Scripts and tools for analyzing SingularityNET Ambassador Program meeting summaries, generating graph visualizations, and producing interactive analysis reports.
This repository provides a comprehensive toolkit for analyzing meeting data from the SingularityNET Ambassador Program. It includes:
- Scripts for fetching meeting summaries and generating graph visualizations
- Analysis tools for computing graph metrics (degree, centrality, clustering, connected components)
- Interactive dashboard with network visualizations and community review system
- Automated workflows for generating reports and deploying to GitHub Pages
All scripts read from a shared public JSON data source and produce various outputs including images, GEXF files for Gephi, Markdown reports, and an interactive HTML dashboard.

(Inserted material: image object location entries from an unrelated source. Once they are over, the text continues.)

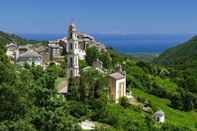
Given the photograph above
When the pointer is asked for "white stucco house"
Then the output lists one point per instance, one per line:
(30, 57)
(117, 86)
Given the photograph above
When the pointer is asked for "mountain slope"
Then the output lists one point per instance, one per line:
(6, 38)
(183, 54)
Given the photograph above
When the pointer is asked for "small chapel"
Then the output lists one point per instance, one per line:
(117, 84)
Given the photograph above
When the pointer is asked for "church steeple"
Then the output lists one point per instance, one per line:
(73, 47)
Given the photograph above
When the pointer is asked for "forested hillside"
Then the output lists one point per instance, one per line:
(6, 38)
(29, 98)
(183, 54)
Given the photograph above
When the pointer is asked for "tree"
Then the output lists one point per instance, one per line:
(124, 102)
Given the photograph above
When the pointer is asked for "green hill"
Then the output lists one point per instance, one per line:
(6, 38)
(183, 54)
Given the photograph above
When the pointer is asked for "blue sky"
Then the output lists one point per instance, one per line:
(99, 16)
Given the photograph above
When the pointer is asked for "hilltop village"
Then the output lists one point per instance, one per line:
(73, 50)
(73, 47)
(77, 83)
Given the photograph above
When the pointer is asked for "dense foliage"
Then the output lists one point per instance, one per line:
(29, 98)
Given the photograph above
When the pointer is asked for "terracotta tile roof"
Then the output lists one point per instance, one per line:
(116, 76)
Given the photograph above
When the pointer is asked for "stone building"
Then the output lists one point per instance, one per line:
(72, 54)
(11, 50)
(55, 51)
(98, 64)
(84, 41)
(117, 84)
(30, 57)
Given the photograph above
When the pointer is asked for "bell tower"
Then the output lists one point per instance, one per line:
(73, 47)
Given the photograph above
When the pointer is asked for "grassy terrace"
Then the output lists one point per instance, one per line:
(175, 117)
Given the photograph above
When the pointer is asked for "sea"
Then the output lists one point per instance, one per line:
(128, 44)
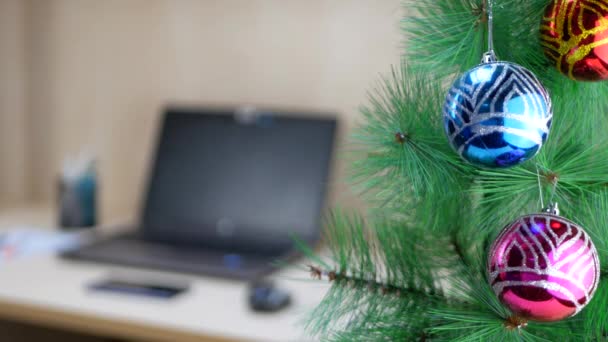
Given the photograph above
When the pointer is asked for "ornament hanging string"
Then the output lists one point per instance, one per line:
(489, 56)
(540, 191)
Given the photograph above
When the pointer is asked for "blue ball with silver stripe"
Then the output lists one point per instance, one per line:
(497, 115)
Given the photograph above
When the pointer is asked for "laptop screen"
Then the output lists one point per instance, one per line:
(238, 182)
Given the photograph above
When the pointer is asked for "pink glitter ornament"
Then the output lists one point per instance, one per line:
(543, 267)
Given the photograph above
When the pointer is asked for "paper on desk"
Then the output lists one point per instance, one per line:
(24, 242)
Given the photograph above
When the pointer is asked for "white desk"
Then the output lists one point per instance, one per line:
(51, 292)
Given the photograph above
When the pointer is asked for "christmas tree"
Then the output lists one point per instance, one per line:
(457, 161)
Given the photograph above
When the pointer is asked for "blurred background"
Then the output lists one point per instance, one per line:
(94, 75)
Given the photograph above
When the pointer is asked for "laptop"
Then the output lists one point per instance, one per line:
(228, 192)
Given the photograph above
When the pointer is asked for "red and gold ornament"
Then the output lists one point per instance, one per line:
(574, 35)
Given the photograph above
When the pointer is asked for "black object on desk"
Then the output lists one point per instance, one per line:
(264, 296)
(227, 191)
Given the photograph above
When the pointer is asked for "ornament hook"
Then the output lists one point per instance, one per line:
(552, 209)
(490, 55)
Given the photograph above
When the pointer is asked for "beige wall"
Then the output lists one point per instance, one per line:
(100, 70)
(13, 102)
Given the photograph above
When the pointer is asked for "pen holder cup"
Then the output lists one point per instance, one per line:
(77, 202)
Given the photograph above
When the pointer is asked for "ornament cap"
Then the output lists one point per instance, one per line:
(552, 209)
(489, 57)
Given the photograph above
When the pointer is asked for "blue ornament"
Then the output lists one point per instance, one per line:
(497, 115)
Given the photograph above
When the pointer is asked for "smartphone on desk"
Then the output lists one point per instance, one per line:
(143, 288)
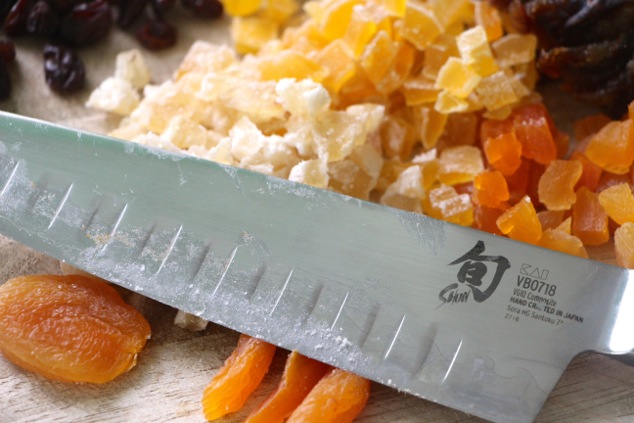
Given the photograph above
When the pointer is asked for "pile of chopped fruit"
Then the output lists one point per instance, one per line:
(428, 106)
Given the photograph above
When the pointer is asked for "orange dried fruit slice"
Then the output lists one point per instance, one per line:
(72, 328)
(241, 373)
(338, 398)
(300, 375)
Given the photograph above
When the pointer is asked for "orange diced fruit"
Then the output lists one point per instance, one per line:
(618, 202)
(300, 375)
(589, 219)
(557, 184)
(490, 189)
(241, 373)
(612, 148)
(624, 245)
(459, 164)
(504, 153)
(520, 222)
(338, 397)
(557, 240)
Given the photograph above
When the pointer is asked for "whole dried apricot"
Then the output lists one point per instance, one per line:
(72, 328)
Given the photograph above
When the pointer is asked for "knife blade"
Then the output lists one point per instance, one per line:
(477, 322)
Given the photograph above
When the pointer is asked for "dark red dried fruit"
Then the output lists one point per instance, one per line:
(5, 81)
(206, 9)
(63, 69)
(7, 52)
(157, 35)
(42, 20)
(86, 23)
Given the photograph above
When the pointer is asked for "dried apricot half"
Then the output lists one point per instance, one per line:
(72, 328)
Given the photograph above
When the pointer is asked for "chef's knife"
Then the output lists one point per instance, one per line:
(477, 322)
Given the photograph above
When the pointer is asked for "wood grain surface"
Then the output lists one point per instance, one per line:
(172, 371)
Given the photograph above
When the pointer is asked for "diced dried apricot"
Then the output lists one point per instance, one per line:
(532, 129)
(503, 152)
(300, 375)
(589, 219)
(490, 189)
(520, 222)
(459, 164)
(73, 328)
(624, 245)
(557, 184)
(337, 398)
(618, 202)
(557, 240)
(612, 148)
(241, 373)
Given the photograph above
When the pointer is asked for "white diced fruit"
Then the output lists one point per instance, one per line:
(130, 66)
(114, 95)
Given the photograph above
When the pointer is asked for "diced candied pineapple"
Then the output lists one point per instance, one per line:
(250, 33)
(420, 25)
(459, 164)
(475, 51)
(457, 78)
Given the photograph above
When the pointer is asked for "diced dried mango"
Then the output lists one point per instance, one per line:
(556, 187)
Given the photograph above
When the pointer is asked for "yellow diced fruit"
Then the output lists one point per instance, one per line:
(249, 34)
(279, 10)
(618, 202)
(428, 124)
(241, 7)
(624, 245)
(459, 164)
(290, 64)
(514, 49)
(336, 59)
(520, 222)
(496, 91)
(437, 54)
(420, 25)
(446, 204)
(475, 51)
(487, 16)
(419, 90)
(457, 78)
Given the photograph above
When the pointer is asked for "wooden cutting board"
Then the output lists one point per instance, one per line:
(174, 368)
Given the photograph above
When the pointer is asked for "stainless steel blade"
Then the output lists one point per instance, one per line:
(470, 320)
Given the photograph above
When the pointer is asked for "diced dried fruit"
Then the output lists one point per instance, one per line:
(589, 219)
(241, 373)
(300, 375)
(520, 222)
(338, 398)
(71, 328)
(557, 184)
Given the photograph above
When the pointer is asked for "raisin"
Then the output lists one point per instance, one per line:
(42, 20)
(5, 81)
(86, 23)
(156, 35)
(63, 69)
(207, 9)
(130, 11)
(7, 52)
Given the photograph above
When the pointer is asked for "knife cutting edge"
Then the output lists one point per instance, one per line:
(474, 321)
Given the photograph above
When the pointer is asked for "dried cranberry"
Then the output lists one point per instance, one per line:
(162, 6)
(7, 52)
(15, 23)
(157, 35)
(86, 23)
(63, 69)
(130, 11)
(43, 19)
(5, 81)
(207, 9)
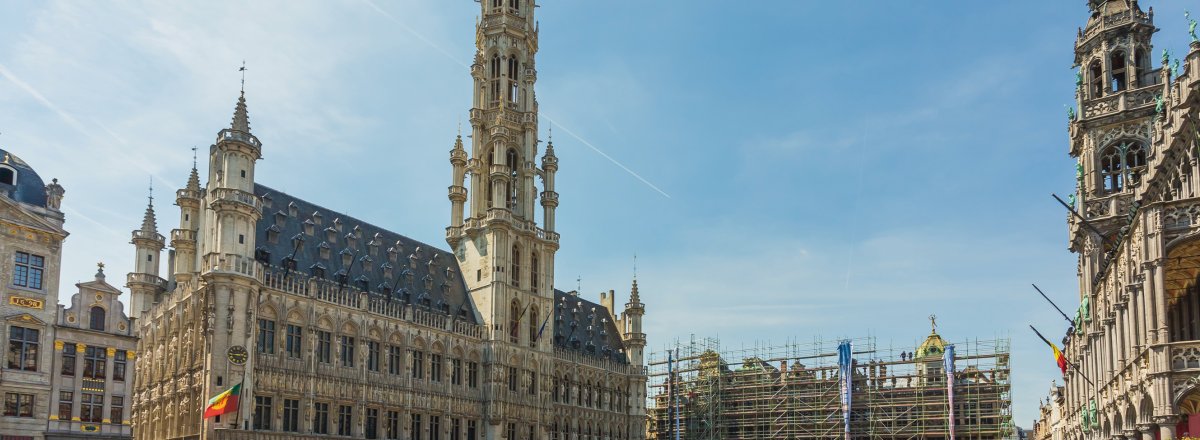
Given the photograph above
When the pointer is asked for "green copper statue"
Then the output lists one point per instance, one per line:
(1192, 26)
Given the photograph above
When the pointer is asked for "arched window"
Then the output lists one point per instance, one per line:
(1140, 62)
(7, 175)
(1135, 162)
(514, 68)
(514, 321)
(533, 270)
(96, 318)
(513, 158)
(1117, 64)
(1096, 79)
(495, 76)
(533, 326)
(515, 273)
(1122, 166)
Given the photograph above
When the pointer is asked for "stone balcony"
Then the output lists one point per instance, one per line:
(147, 278)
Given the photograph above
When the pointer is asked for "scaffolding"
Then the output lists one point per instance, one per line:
(792, 391)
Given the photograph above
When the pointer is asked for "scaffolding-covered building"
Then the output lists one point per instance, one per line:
(793, 391)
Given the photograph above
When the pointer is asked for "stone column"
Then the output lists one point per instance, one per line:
(1165, 427)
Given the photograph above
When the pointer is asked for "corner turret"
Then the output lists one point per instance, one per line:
(145, 285)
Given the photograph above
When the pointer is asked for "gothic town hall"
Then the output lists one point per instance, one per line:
(334, 326)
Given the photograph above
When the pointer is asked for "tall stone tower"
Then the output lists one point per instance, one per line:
(1111, 133)
(228, 270)
(508, 260)
(145, 285)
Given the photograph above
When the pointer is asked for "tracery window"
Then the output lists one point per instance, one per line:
(515, 272)
(1122, 166)
(96, 318)
(1096, 79)
(514, 321)
(1117, 64)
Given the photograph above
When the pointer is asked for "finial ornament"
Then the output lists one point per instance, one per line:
(1192, 26)
(243, 70)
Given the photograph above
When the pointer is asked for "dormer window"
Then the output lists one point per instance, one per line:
(1117, 64)
(96, 318)
(1096, 79)
(317, 270)
(7, 175)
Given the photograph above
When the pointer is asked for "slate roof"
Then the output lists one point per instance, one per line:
(586, 326)
(29, 187)
(337, 247)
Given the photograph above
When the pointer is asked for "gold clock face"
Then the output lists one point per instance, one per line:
(238, 355)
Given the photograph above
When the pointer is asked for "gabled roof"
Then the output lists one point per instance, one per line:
(383, 263)
(587, 327)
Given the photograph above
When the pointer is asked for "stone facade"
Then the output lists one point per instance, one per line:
(336, 327)
(1135, 342)
(93, 372)
(30, 258)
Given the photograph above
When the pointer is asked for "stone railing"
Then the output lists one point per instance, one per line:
(239, 434)
(325, 290)
(187, 194)
(215, 263)
(1116, 204)
(1117, 19)
(508, 19)
(238, 196)
(145, 235)
(1185, 355)
(147, 278)
(183, 235)
(1125, 100)
(597, 362)
(233, 134)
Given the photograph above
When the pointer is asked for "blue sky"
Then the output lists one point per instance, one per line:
(825, 169)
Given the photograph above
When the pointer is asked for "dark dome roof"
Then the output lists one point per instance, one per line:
(28, 188)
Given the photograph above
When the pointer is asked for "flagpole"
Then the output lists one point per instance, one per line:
(1055, 306)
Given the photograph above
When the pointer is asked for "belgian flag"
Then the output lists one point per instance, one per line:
(1057, 354)
(223, 403)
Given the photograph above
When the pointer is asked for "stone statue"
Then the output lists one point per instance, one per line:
(1192, 26)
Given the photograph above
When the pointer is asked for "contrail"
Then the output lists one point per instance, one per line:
(449, 55)
(606, 156)
(78, 126)
(414, 32)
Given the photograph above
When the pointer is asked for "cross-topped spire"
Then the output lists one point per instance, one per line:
(243, 70)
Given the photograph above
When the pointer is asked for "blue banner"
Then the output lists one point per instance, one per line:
(846, 375)
(948, 360)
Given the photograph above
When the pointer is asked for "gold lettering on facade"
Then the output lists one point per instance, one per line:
(28, 302)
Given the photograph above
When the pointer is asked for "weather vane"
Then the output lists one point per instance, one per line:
(243, 70)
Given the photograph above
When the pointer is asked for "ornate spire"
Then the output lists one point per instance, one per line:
(149, 224)
(240, 116)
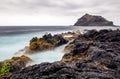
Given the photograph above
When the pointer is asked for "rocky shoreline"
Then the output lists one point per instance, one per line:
(92, 55)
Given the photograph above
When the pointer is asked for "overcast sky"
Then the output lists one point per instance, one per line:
(55, 12)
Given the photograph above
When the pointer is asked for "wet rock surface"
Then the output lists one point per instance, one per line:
(10, 66)
(93, 55)
(90, 20)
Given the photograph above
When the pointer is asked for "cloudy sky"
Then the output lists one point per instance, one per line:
(55, 12)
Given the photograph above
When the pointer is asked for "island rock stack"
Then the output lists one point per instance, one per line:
(90, 20)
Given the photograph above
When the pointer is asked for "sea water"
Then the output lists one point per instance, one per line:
(16, 38)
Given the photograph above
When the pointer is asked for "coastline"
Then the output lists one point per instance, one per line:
(65, 61)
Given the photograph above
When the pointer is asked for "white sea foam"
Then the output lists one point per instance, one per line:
(9, 45)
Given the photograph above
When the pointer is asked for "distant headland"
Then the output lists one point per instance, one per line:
(93, 20)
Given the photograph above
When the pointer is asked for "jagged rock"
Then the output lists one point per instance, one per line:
(90, 20)
(93, 58)
(47, 42)
(14, 64)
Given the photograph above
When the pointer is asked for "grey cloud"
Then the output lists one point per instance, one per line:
(61, 7)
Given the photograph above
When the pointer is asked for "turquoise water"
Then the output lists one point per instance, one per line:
(10, 44)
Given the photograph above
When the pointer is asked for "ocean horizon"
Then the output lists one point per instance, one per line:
(13, 39)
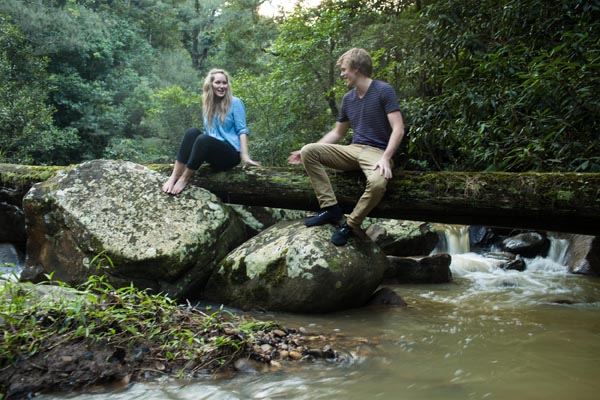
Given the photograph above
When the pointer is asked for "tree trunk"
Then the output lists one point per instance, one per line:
(561, 202)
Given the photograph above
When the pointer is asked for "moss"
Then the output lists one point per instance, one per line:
(19, 176)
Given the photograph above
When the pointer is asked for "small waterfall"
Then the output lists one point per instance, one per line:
(544, 277)
(455, 239)
(10, 262)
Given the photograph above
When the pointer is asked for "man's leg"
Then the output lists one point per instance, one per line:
(374, 191)
(317, 156)
(375, 187)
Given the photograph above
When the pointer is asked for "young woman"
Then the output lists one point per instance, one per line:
(225, 143)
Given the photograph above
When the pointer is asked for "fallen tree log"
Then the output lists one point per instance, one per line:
(561, 202)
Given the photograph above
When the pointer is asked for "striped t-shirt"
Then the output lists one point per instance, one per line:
(368, 116)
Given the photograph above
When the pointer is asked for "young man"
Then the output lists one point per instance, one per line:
(371, 110)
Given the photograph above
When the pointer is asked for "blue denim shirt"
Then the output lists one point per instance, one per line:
(234, 125)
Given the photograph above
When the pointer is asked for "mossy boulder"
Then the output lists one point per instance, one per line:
(292, 268)
(112, 218)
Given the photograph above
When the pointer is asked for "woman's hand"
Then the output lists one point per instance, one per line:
(248, 162)
(295, 158)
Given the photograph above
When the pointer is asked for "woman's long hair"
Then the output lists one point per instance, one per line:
(220, 107)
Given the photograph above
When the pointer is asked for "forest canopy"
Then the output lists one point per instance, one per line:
(486, 85)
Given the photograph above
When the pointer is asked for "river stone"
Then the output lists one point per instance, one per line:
(528, 244)
(111, 217)
(403, 238)
(292, 268)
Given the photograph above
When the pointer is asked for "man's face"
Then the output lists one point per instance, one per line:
(220, 85)
(347, 74)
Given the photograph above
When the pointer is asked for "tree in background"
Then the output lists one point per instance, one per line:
(27, 134)
(484, 85)
(511, 86)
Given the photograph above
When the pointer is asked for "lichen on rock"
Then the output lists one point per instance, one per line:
(117, 209)
(292, 268)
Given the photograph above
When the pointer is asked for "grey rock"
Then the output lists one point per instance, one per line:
(111, 217)
(292, 268)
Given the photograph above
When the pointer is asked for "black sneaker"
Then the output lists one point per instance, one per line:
(341, 235)
(329, 215)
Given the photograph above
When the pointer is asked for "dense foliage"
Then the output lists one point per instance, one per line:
(484, 85)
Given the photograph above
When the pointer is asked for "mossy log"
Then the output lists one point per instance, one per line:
(562, 202)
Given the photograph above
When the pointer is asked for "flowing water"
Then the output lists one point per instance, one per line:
(490, 334)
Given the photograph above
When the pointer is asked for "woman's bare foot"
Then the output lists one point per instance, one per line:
(179, 186)
(168, 186)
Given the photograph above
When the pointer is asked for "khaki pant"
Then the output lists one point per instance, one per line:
(317, 156)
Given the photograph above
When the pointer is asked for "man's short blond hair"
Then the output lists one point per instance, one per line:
(358, 59)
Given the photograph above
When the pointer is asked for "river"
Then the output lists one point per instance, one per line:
(490, 334)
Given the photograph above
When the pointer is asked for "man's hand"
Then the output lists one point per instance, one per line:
(385, 168)
(248, 162)
(295, 158)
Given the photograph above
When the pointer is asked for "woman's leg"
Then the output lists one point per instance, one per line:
(183, 154)
(220, 155)
(197, 148)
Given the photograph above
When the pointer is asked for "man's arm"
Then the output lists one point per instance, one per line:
(397, 124)
(333, 136)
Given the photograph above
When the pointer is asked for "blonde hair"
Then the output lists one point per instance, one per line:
(210, 107)
(358, 59)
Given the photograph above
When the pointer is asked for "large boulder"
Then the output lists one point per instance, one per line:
(292, 268)
(111, 217)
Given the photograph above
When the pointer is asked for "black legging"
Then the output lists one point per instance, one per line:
(196, 148)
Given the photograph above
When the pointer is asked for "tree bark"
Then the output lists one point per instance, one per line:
(561, 202)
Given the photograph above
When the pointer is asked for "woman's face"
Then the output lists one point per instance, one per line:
(220, 85)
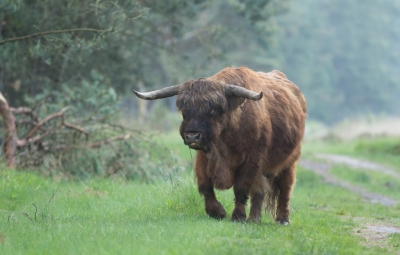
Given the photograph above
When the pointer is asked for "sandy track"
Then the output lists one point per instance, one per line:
(323, 170)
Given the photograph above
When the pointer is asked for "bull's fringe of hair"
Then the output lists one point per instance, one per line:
(271, 197)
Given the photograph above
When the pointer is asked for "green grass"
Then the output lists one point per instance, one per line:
(114, 216)
(118, 217)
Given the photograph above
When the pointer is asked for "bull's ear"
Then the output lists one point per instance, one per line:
(242, 92)
(157, 94)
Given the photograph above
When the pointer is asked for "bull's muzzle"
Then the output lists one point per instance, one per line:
(193, 139)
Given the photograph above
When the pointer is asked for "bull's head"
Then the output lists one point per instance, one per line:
(206, 107)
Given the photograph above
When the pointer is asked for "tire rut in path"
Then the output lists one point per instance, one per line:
(358, 164)
(323, 170)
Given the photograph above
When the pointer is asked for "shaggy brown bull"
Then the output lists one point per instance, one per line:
(247, 128)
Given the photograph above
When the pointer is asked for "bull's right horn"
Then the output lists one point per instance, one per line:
(242, 92)
(160, 93)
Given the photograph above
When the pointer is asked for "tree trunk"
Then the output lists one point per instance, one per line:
(11, 138)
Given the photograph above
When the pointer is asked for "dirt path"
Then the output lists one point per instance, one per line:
(374, 233)
(358, 164)
(323, 170)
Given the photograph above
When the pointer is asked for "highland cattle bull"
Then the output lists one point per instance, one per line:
(247, 128)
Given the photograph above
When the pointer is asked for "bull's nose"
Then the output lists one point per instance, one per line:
(192, 137)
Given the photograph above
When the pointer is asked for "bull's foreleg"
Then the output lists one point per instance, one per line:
(257, 194)
(213, 207)
(244, 178)
(285, 182)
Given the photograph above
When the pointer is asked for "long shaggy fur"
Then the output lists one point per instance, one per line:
(244, 140)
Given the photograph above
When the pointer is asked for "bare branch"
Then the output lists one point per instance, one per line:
(115, 138)
(98, 31)
(72, 126)
(27, 138)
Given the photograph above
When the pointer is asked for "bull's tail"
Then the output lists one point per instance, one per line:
(271, 197)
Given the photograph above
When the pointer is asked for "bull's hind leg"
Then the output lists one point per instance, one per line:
(213, 207)
(257, 194)
(284, 183)
(244, 179)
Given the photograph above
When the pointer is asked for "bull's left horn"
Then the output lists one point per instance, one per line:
(160, 93)
(242, 92)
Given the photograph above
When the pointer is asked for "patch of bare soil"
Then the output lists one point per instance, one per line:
(375, 233)
(323, 170)
(356, 163)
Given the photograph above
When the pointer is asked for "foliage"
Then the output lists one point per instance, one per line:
(92, 143)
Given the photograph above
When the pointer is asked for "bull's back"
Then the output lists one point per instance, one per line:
(286, 108)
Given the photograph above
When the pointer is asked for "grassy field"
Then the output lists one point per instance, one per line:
(113, 216)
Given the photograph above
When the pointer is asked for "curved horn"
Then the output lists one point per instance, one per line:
(160, 93)
(242, 92)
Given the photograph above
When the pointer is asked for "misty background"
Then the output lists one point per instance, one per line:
(343, 55)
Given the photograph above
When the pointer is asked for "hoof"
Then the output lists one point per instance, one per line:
(217, 212)
(238, 216)
(284, 222)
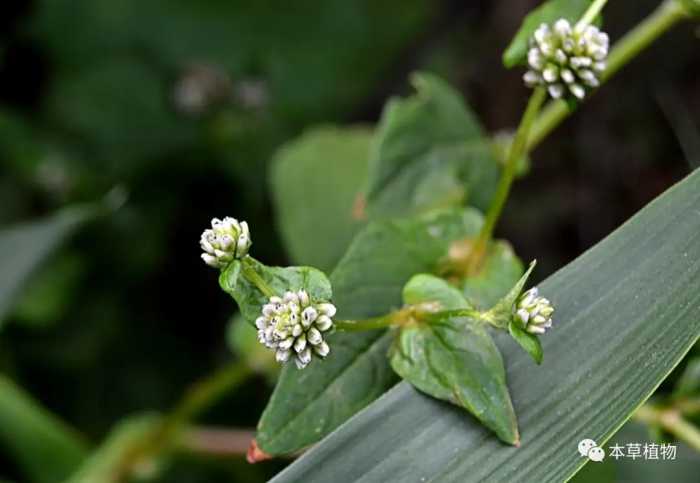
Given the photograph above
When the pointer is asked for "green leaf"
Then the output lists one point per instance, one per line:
(45, 449)
(106, 464)
(548, 12)
(429, 152)
(529, 342)
(689, 382)
(428, 288)
(455, 360)
(502, 312)
(626, 315)
(280, 279)
(315, 182)
(23, 247)
(307, 405)
(501, 270)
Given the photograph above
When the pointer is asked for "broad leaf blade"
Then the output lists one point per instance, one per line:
(626, 315)
(45, 449)
(454, 360)
(315, 185)
(367, 282)
(548, 12)
(457, 361)
(429, 152)
(529, 342)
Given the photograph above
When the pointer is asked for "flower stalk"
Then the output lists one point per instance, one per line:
(254, 277)
(517, 150)
(668, 14)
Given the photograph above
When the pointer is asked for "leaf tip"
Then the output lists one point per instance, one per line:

- Graph Visualization: Generate network graphs from meeting participation data
- Interactive Dashboard: Web-based dashboard with network visualizations, filtering, and exploration
- Multiple Analysis Methods: Degree analysis, centrality metrics, clustering, and connected components
- Community Review System: Submit and view reviews of analysis results with trust scoring
- Automated Reporting: GitHub Actions workflows automatically generate and deploy reports
- GEXF Export: Export graphs for analysis in Gephi
- Create a virtual environment and install dependencies:
python3 -m venv .venv
source .venv/bin/activate
python -m pip install --upgrade pip
pip install -r requirements.txtSee the sections below for specific scripts organized by category.
The repository includes an interactive HTML dashboard hosted on GitHub Pages that provides:
- Unified Analysis View: All analysis methods in a single tabbed interface
- Interactive Network Visualization: Co-attendance graph with node filtering and exploration
- Community Reviews: Submit reviews directly from the dashboard
- Audit Statistics: Trust scores and review summaries for each analysis method
Access the Dashboard: https://singularitynet-archive.github.io/Graph-Python-scripts/
The dashboard is automatically generated and deployed when changes are made to analysis scripts or configurations.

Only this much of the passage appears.